The requisites for the application of the doctrine of res ipsa loquiturare: (1) the accident was of a kind which does not ordinarily occur unless someone is negligent; (2) the instrumentality or agency which caused the injury was under the exclusive control of the person in charge; and (3) the injury suffered must not have been due to any voluntary action or contribution of the person injured.[12]

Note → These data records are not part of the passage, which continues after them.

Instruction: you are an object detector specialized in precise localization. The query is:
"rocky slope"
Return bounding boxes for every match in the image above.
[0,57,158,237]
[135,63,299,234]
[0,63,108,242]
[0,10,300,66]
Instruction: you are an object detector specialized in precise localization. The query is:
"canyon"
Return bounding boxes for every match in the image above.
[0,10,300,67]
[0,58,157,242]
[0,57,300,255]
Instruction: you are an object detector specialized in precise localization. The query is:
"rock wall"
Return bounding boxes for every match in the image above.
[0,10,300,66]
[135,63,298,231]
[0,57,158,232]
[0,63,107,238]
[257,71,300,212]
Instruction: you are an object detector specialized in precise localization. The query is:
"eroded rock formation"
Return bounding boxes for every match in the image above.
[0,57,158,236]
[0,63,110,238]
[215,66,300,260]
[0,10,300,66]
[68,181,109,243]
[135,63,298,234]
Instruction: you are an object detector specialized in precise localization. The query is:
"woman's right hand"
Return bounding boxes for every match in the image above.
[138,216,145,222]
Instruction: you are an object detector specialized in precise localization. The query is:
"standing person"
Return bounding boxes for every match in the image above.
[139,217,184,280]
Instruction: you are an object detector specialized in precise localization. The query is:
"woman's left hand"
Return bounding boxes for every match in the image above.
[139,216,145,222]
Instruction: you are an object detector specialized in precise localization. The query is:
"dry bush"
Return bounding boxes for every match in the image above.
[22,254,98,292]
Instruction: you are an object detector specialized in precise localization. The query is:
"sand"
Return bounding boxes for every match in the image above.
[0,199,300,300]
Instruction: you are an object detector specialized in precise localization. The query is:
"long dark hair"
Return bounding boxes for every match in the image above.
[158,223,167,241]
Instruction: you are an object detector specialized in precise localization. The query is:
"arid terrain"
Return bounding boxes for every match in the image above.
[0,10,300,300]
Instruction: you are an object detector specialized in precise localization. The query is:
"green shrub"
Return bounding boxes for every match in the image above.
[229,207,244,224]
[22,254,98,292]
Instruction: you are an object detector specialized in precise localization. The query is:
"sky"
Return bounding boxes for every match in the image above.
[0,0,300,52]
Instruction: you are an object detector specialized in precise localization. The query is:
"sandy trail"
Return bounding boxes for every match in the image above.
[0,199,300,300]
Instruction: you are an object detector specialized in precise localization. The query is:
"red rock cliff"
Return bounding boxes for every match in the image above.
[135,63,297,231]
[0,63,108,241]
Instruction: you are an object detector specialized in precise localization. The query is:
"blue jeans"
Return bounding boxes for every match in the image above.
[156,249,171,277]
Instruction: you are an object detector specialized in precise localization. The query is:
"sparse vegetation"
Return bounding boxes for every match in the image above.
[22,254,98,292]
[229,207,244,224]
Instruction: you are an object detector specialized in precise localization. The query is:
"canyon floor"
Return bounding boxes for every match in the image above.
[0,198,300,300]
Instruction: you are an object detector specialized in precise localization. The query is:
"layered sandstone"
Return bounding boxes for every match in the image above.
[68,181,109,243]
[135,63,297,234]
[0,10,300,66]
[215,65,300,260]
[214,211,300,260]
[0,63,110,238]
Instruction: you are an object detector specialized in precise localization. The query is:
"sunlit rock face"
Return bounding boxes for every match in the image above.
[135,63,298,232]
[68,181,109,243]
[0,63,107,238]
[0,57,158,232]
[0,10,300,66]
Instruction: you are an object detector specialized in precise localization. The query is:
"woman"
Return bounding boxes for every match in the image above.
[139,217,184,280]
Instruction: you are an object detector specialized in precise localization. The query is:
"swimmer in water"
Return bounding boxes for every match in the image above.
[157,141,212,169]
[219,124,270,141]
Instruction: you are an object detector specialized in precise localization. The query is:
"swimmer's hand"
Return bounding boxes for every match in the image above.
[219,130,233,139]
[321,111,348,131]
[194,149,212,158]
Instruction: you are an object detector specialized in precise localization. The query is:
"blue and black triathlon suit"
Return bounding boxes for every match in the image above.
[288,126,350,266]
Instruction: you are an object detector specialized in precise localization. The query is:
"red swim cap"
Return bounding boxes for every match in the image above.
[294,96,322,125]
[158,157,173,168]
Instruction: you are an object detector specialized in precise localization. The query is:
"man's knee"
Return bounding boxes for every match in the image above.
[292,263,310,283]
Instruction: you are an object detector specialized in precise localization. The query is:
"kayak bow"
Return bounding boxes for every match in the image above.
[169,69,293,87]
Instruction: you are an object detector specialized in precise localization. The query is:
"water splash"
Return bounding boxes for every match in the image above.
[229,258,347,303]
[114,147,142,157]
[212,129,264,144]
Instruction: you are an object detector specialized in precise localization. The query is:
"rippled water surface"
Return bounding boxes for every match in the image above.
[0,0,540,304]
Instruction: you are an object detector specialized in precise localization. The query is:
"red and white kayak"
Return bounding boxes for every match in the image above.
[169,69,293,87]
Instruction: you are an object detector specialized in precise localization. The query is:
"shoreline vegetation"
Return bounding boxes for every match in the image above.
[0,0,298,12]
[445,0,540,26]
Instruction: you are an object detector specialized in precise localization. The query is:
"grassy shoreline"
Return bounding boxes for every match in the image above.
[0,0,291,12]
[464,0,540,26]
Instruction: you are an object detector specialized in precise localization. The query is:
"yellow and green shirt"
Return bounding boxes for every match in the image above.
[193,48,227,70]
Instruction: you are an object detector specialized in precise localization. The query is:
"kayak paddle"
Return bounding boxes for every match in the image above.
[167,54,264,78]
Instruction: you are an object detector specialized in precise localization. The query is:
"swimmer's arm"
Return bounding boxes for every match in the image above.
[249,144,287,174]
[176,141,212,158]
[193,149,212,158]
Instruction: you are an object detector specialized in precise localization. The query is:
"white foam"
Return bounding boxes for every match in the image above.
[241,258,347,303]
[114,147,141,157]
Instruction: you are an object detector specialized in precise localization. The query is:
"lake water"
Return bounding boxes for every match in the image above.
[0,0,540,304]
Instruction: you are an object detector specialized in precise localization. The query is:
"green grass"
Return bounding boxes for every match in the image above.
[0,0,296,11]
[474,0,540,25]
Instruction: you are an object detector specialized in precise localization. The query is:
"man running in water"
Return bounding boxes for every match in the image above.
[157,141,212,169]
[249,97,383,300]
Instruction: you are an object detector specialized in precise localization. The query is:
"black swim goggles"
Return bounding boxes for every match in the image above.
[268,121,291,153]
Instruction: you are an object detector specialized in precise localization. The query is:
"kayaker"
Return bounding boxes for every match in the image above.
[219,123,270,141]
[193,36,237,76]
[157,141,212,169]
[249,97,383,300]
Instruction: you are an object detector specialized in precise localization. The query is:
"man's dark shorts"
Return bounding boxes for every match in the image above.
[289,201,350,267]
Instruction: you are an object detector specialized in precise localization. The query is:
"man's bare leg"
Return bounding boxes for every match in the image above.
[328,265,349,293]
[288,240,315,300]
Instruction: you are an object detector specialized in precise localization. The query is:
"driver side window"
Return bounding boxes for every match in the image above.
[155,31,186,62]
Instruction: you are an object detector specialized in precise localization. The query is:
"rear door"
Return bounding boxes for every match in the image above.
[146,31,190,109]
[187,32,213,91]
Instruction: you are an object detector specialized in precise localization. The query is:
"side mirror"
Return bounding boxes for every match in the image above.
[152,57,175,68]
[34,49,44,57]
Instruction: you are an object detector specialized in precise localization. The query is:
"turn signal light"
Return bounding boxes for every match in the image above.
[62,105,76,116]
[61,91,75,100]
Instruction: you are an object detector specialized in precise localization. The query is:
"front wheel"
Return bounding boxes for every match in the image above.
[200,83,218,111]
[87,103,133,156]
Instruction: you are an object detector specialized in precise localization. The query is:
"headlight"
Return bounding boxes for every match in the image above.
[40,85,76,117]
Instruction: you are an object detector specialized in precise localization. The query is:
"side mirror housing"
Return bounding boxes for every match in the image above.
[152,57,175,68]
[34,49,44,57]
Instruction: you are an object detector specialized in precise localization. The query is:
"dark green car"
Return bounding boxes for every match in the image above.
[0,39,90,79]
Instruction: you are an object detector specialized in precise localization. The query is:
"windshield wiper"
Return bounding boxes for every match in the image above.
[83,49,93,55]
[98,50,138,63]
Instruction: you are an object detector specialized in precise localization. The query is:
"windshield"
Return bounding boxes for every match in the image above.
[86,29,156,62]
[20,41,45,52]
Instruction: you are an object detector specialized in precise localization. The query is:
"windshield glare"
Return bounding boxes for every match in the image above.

In this case, the circumstances that caused patient Roy Jr.’s injury and the series of tests that were supposed to be undergone by him to determine the extent of the injury suffered were not under the exclusive control of Drs. Jarcia and Bastan. It was established that they are mere residents of theManila Doctors Hospital at that time who attended to the victim at the emergency room.[13] While it may be true that the circumstances pointed out by the courts below seem doubtless to constitute reckless imprudence on the part of the petitioners, this conclusion is still best achieved, not through the scholarly assumptions of a layman like the patient’s mother, but by the unquestionable knowledge of expert witness/es. As to whether the petitioners have exercised the requisite degree of skill and care in treating patient Roy, Jr. is generally a matter of expert opinion.